Quelques touchers par-ci, par-là. Pas vraiment belle. Chatte. A mi-parcours. Cette fois, l'endroit est vraiment vide. Plus que nous. Ce n'est pas un hasard si la porte du réduit est restée ouverte. Elle est là. Elle sait qu'il n'y a plus que nous ici. Elle sort à demi, jette un regard furtif alentour, et m'attire par la main à l'intérieur.
La porte est verrouillée. Ma tête est saisie à deux mains, ma bouche explorée avec appétit. Une petite langue pointue et fougueuse qui fouille, sort, lèche mes lèvres. Salive délicieuse. J'enserre son buste rebondi. Mes mains sont passées sous le vêtement. Je m'en empare, les remonte, serre. Deux ogives qui se dressent alors. Les gros mamelons se dressent. Un bref râle de satisfaction qu'elle ne peut retenir. Trop longtemps négligée.
Je dois attendre. Elle a envie de pisser. Assise dans les toilettes du fond, elle laisse ouvert à ma demande. Elle a un regard troublant, empli de la surprise de se voir capable de ça. C'est long, puissant et sonore. Je bande. Elle m'attire brusquement et descend mon pantalon, s'empare du membre. Troussée sur la cuvette, les cuisses grandes ouvertes, elle se regarde uriner en me faisant durcir. Ses reins se cambrent de façon salace et cela me fait bouillir. Elle sent la tension dans ma queue, me branle méticuleusement. Je sens un doigt planté dans mon cul. Elle fait délicatement aller et venir sa fine phalange. Je sursaute et gémis. Ma verge fait un bond. Elle a fini de vider sa vessie. Je l'essuie et nous sortons de la petite pièce. Sa culotte est oubliée parterre.

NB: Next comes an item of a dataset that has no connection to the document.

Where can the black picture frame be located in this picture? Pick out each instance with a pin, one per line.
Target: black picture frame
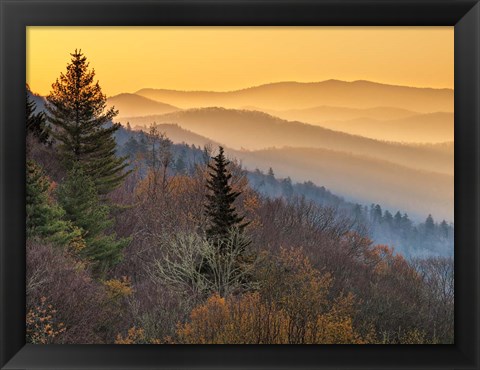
(17, 14)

Je l'ai plaquée contre le mur, toujours troussée et sa poitrine écrasée sur la paroi. Elle me tend la belle découpe de son corps qui va des épaules à la croupe. Elle veut que je me branle sur son cul. Je me colle à elle. Le mandrin coulisse entre les fesses généreuses en y laissant une trace luisante. Elle se met à mon diapason, oscille du cul avec moi. Compliments et demandes obscènes. Je vois sa main se glisser entre ses cuisses.
Elle se masturbe éhontément devant moi, la petite ménagère. Elle m'abreuve des mots du rut, braille qu'elle jouit, que je ne dois pas m'arrêter. Je retire sa main de son con pour en lécher chaque doigt trempé. Je goûte le poivre de ses quarante ans. Puis elle retourne se fourrager. Ma bite coulisse plus bas, entre les cuisses, le long de sa fente en pâmoison. Ses doigts s'agitent sous le gland, m'enduisent la hampe de jus.
Elle s'écarte les fesses. Encule-moi. Je reçois l'électricité de ces mots. Je dois faire une pause pour ne pas envoyer la purée à ce moment-là. Trop tôt. Et elle, devant moi, cul tendu et écarté, de petite marques rouges sous les doigts qui pressent les chairs de toutes leurs forces. Sa rosette palpite, semble appeler le vit. Elle s'entrouvre.
Et moi, je me baisse et entreprends de lui laper le trou du cul. L'effet est instantané, jouissif. Il s'ouvre encore, elle gémit, m'encourage à continuer, m'invite dans ses profondeurs. Lorsqu'elle sent le tubercule gonflé à l'entrée, elle pousse à fond, le plante dans ses entrailles. Il faut que je burine, maintenant. Le piston affole l'atmosphère. Je vois sa rondelle écartelée qui s'enfonce, ressort, se détend. J'atteins le fond évasé de son rectum, juste après le couloir étroit. Elle s'agite comme une folle, le tuyau fourré à en éclater, grogne en cadence.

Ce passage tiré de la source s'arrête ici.